[RFC] VScale-aware LoopStrengthReduce

Hi,

In order to better support SVE I’ve extended the LSR pass to be aware of vscale-relative ‘immediates’, so that different (hopefully better) decisions can be made when offsets are a multiple of the in-memory vector size.

The branch for this work can be found here: GitHub - huntergr-arm/llvm-project at vscale-aware-lsr

This did require extending the isLegalAddressingMode and isLegalAddImmediate TTI methods to accept a new FixedOrScalableQuantity type (using a signed Quantity instead of unsigned, as ElementCount does). As such, there’s some no-op changes in non-AArch64 targets to use getFixedValue() in their overridden versions. I wasn’t sure whether to just introduce a new interface instead to avoid changing the other backends, but I suspect that would just open the door to future bugs if someone assumed LSR would never deal with scalable offsets.

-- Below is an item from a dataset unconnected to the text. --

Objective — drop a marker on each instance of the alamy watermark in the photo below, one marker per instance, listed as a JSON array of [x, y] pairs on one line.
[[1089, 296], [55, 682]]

I would like some feedback on the approach before carving it up into properly reviewable patches. In particular, for:

  • The changes to isLegalAddressing mode mentioned above
  • The change in isAlwaysFoldable in LSR where I drop the default ‘scaled’ register if a scalable offset is present. It seems like AArch64 might benefit from dropping that in more cases, but I may have missed something and it’s actually a good idea to keep it.
  • The new override for isLSRCostLess in AArch64TargetTransformInfo – the ordering of the terms for comparison is just based on whatever sequence gave me the addressing modes I wanted for SVE without introducing noticeable regressions in our existing unit tests. I’m not sure why we didn’t override this to take instruction count into consideration when many other targets did, but again I may have missed something.

Comments welcome.

Thanks,
-Graham

4 Likes

Very belated follow up - I’d missed this post originally, and was just catching up on LLVM Weekly posts on a trip last week.

Glancing through your patches, they’re not unreasonable, but I want to take a step back and ask a question.

From your code, I found the existence of the addvl instruction, but does SVE actually have an addressing mode which incorporates VLEN scaling in the LD/ST instruction? Your change seems to presume there is, but I couldn’t find such with some quick googling.

If such a thing does exist, then your approach would seem like the right one. If it doesn’t, then some deeper discussion about why you approached it this way might be reasonable.

Hi; thanks for taking a look.

SVE does have addressing modes related to the size of a vector in-memory; see the ‘scalar plus immediate’ forms of e.g. ld1b. This is signified in asm by an immediate accompanied by the text ‘mul vl’ in the address.

A simple asm example:

	ld1b	{ z0.b }, p0/z, [x0]
	ld1b	{ z1.b }, p0/z, [x0, #1, mul vl]
	ld1b	{ z2.b }, p0/z, [x0, #2, mul vl]
	ld1b	{ z3.b }, p0/z, [x0, #3, mul vl]

That will load 4 z registers from contiguous locations in memory, no matter what VL/vscale is.